Résumé
La leçon récapitule les acquis des deux années de cours sur la norme religieuse et les questions d’autorité dans le monde grec. La thématique était vaste et c’est sous l’angle spécifique d’une interrogation sur la place des dieux dans la réflexion normative des Grecs qu’elle a été abordée. Le domaine de « la loi » fait partie des lieux où le prétendu miracle grec se serait cristallisé, comme en quelques autres où les Grecs auraient donné congé à leurs dieux. Au contraire, le point de vue ici adopté entendait prendre en considération le polythéisme comme matrice possible de cette créativité grecque, ou à tout le moins comme cadre propice à son épanouissement.
Par l’étude approfondie des usages du champ lexical de la themis et de celui du nomos en poésie et en prose jusqu’à la fin du Ve siècle, et dans les normes rituelles épigraphiques, on a mis au jour quelques-uns des mécanismes à l’œuvre dans les représentations de la norme : la puissance régulatrice portée par la themis et dont Zeus est le garant ; la référence à un nomos divin englobant qui peut s’identifier à Zeus lui-même ; l’importance de l’idée de répartition attachée au nomos, et de la dévolution de la part qui revient à chacun dans le cadre de la répartition des timai ; l’omniprésence de dikē, « justice », pour exprimer le cadre qui accueille tous les types de relations au sein des sociétés humaines et entre hommes et dieux ; l’émergence progressive du double champ lexical de la piété, celui de l’eusebeia et celui de l’hosion, relevant du besoin d’affiner l’expression d’une juste relation aux dieux.
L’importance du nomos dans cette approche du polythéisme par la norme (ou de la norme par le polythéisme !) n’est pas contradictoire avec le constat que le nomos n’était pas « sacré » en soi, même si un nomos theios peut être conçu comme l’horizon d’attente des nomoi des cités.
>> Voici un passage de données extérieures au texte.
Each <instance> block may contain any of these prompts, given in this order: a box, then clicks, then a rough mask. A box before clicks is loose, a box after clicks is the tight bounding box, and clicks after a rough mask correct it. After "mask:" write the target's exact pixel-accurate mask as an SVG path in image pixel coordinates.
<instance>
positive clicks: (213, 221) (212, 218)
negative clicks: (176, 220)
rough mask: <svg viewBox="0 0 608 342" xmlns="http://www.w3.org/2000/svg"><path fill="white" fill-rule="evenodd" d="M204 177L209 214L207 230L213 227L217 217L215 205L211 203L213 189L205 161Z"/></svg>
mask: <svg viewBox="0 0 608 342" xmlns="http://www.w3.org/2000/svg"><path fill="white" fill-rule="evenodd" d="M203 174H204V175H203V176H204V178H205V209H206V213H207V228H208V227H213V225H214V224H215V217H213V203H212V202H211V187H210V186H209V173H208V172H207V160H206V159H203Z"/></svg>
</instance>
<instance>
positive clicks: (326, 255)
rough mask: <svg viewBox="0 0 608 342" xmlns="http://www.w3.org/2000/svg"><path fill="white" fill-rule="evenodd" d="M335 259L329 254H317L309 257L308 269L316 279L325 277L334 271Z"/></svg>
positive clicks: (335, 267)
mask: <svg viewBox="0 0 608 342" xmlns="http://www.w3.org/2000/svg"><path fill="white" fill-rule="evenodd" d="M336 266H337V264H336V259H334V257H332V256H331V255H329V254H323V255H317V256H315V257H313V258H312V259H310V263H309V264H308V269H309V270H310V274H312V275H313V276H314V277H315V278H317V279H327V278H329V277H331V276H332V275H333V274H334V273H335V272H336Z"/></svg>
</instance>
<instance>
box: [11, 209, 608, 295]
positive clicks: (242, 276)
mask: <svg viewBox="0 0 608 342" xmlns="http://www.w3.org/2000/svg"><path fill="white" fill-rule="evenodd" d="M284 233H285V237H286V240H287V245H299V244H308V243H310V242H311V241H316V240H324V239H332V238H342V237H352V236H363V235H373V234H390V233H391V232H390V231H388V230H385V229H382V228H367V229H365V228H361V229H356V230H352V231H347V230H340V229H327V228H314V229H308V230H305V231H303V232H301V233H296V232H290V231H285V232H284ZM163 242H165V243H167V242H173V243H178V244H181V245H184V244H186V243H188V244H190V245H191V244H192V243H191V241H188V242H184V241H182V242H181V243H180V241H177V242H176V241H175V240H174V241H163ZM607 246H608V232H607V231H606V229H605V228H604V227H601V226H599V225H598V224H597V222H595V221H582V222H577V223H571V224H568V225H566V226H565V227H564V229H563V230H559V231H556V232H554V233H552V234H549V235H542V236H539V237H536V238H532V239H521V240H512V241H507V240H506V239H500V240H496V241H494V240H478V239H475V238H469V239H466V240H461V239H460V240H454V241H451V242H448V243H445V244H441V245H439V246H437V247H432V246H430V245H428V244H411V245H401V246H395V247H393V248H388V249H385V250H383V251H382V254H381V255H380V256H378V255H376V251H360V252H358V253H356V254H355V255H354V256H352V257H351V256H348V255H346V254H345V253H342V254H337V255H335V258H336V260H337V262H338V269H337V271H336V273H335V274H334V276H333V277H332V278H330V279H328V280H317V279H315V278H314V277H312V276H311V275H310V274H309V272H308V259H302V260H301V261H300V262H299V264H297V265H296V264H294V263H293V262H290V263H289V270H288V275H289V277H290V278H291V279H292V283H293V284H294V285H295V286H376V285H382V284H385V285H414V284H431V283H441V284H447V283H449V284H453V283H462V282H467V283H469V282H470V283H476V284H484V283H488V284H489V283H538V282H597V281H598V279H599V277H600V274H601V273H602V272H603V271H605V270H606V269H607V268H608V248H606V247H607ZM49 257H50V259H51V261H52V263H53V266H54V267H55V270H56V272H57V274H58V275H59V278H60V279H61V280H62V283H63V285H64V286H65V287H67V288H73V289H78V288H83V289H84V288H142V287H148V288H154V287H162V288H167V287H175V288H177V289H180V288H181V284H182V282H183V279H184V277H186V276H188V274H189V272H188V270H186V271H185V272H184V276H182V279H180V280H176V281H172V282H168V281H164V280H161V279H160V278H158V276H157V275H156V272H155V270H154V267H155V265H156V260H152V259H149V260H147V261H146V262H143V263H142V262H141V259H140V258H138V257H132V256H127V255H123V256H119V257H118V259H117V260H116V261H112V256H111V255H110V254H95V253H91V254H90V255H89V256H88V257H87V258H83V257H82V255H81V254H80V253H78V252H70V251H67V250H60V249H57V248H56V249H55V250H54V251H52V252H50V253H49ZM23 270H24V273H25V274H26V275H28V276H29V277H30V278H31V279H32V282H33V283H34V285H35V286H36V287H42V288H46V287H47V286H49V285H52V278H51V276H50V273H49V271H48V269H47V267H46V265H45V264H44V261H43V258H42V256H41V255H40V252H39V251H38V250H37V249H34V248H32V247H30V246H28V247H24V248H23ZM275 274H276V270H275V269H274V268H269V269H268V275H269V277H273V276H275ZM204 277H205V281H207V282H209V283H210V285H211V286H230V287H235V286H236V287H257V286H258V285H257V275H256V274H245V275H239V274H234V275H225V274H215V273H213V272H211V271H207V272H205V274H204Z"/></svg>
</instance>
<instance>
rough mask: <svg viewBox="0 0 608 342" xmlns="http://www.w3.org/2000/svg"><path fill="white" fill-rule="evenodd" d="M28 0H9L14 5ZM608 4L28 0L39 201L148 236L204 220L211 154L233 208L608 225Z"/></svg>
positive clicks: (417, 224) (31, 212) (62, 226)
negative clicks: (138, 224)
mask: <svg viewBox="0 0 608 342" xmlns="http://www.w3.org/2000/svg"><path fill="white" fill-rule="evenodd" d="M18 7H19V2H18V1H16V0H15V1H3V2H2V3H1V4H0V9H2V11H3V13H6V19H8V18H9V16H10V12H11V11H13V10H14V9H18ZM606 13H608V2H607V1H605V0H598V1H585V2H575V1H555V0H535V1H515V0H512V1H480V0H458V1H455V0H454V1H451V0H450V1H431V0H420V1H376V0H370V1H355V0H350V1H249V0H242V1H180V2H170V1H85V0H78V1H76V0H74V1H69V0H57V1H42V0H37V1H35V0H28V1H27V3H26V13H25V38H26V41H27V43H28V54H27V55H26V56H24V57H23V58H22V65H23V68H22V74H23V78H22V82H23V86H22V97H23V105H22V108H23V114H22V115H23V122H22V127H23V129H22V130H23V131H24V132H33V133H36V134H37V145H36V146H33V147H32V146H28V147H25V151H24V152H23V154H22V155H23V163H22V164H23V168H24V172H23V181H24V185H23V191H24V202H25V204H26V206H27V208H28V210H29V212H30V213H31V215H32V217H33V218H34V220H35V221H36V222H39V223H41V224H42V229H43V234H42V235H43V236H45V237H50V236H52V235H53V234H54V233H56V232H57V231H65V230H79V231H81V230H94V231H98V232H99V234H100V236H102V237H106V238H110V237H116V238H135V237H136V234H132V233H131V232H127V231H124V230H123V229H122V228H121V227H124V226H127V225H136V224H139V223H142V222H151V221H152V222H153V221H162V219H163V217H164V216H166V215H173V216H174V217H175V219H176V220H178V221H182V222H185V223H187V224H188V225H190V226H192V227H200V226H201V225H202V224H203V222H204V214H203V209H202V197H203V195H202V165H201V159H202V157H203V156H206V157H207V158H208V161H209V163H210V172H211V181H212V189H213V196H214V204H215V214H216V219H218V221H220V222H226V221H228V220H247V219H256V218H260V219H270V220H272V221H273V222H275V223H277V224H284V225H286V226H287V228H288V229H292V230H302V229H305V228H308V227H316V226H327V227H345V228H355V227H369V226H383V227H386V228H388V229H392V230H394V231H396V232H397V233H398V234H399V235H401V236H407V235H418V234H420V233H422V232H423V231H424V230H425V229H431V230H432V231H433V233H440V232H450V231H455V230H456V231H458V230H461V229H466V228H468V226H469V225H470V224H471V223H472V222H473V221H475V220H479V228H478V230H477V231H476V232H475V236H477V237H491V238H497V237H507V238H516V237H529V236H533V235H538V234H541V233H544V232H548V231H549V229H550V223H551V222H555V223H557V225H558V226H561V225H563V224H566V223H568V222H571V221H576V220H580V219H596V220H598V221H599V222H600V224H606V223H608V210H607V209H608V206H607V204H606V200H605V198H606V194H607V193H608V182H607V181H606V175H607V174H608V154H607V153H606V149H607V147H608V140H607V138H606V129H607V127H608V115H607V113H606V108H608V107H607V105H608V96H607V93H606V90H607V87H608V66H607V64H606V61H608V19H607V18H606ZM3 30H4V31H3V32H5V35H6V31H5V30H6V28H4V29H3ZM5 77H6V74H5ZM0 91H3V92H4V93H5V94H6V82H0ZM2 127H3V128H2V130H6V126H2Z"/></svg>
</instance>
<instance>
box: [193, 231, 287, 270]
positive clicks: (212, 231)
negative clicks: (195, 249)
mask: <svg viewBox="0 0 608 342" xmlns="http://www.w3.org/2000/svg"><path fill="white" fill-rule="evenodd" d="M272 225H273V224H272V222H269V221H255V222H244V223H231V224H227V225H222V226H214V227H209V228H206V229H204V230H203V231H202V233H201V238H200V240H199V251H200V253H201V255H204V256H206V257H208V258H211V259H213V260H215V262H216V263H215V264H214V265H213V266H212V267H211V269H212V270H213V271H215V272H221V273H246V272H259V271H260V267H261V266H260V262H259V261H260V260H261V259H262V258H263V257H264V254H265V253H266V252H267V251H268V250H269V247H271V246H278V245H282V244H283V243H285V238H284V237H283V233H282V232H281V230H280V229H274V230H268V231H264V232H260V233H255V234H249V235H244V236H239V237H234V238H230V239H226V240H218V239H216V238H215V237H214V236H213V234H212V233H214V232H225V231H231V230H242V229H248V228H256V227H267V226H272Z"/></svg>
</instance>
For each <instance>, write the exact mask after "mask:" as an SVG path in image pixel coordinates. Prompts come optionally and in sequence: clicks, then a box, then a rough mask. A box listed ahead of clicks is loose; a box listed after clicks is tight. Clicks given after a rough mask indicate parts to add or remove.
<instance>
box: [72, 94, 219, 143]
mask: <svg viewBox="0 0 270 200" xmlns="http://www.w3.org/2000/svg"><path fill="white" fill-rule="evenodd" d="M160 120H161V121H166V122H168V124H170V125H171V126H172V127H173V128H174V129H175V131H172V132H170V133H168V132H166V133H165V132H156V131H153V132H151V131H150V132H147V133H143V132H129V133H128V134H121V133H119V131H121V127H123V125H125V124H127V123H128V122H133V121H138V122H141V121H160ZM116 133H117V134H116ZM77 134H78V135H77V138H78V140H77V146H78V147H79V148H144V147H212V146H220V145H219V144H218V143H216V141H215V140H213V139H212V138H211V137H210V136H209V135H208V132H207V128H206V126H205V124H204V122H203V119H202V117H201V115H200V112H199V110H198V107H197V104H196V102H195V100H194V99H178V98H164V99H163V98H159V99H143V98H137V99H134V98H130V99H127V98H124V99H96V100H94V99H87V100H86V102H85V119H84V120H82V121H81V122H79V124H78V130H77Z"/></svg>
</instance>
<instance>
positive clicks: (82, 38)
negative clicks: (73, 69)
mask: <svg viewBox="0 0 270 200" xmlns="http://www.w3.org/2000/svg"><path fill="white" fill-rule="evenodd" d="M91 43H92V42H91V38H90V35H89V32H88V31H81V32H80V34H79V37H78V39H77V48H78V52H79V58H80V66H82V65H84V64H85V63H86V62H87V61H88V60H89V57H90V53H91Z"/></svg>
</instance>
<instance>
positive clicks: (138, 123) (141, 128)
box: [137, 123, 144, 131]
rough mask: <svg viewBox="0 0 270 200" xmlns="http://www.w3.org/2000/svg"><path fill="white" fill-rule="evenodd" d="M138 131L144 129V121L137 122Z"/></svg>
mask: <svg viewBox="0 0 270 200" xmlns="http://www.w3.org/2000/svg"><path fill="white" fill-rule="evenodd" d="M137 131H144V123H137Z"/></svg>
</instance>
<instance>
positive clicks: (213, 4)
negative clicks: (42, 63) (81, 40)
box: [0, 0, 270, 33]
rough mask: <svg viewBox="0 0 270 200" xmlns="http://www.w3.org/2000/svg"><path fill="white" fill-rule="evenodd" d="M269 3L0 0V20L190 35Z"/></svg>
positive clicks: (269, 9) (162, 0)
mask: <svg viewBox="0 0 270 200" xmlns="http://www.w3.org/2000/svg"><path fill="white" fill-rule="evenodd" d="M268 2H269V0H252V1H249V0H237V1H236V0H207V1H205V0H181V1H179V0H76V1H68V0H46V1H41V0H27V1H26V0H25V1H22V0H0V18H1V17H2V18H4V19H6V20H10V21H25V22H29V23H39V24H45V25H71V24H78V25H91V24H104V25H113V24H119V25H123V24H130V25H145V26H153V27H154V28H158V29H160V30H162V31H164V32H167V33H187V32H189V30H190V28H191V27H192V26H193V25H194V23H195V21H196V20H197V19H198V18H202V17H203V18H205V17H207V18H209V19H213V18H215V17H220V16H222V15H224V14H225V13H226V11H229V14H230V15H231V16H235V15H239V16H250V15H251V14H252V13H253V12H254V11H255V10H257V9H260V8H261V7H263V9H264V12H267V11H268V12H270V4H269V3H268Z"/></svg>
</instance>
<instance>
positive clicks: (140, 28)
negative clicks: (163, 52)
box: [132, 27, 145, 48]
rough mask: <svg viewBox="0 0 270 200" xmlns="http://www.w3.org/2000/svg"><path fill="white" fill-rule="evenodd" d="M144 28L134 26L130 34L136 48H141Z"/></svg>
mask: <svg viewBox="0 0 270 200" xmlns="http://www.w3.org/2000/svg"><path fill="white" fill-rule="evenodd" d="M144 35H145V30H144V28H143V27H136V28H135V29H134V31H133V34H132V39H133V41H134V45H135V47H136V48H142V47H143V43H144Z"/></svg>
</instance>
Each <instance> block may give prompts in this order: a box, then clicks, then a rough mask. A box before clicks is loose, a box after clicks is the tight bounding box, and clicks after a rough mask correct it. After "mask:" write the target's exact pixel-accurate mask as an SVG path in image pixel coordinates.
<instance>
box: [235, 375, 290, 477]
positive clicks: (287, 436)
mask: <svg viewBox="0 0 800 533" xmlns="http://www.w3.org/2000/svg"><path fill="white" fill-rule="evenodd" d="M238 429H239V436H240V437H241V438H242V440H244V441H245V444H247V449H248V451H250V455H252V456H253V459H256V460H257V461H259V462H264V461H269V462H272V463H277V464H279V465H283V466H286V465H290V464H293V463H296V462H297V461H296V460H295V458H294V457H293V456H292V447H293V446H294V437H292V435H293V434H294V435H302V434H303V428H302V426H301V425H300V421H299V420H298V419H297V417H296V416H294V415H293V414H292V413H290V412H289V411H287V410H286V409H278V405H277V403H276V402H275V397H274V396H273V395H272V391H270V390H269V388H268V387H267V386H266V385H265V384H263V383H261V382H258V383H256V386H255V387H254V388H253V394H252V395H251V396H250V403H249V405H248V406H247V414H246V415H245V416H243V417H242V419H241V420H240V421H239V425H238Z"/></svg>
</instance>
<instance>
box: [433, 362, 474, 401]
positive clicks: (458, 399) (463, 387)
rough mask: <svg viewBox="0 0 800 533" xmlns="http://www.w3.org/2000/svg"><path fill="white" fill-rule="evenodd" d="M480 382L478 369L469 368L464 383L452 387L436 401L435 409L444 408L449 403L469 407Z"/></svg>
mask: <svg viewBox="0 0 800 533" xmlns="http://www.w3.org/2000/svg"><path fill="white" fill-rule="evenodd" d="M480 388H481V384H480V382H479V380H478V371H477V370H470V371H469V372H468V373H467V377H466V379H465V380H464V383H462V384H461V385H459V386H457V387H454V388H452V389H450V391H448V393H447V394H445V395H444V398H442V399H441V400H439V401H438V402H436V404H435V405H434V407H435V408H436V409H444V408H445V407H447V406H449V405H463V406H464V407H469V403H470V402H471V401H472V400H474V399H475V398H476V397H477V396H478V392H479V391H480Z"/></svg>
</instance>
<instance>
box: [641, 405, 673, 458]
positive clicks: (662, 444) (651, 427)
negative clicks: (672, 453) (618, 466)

Les seules occurrences de l’expression hieros nomos relèvent soit du fait que les décisions en question concernent les hiera (mais encore cela n’avait-il rien de systématique) ou, peut-être, comme l’écrit Platon, que le nomos en question était passé par la sanction directe de l’oracle de Delphes. La légitimité des nomoi humains et le juste, le dikaion, qui s’y rattache, s’ancre dans un ordre du monde conçu comme supérieur à eux. Cet ordre relève de principes de répartition adéquate dont les communautés doivent se saisir tout en conservant une large marge de manœuvre, de négociation et de discussion dans l’application de tels principes. Les dieux sont des partenaires présents dans le monde qu’ils ont mis en ordre par répartition.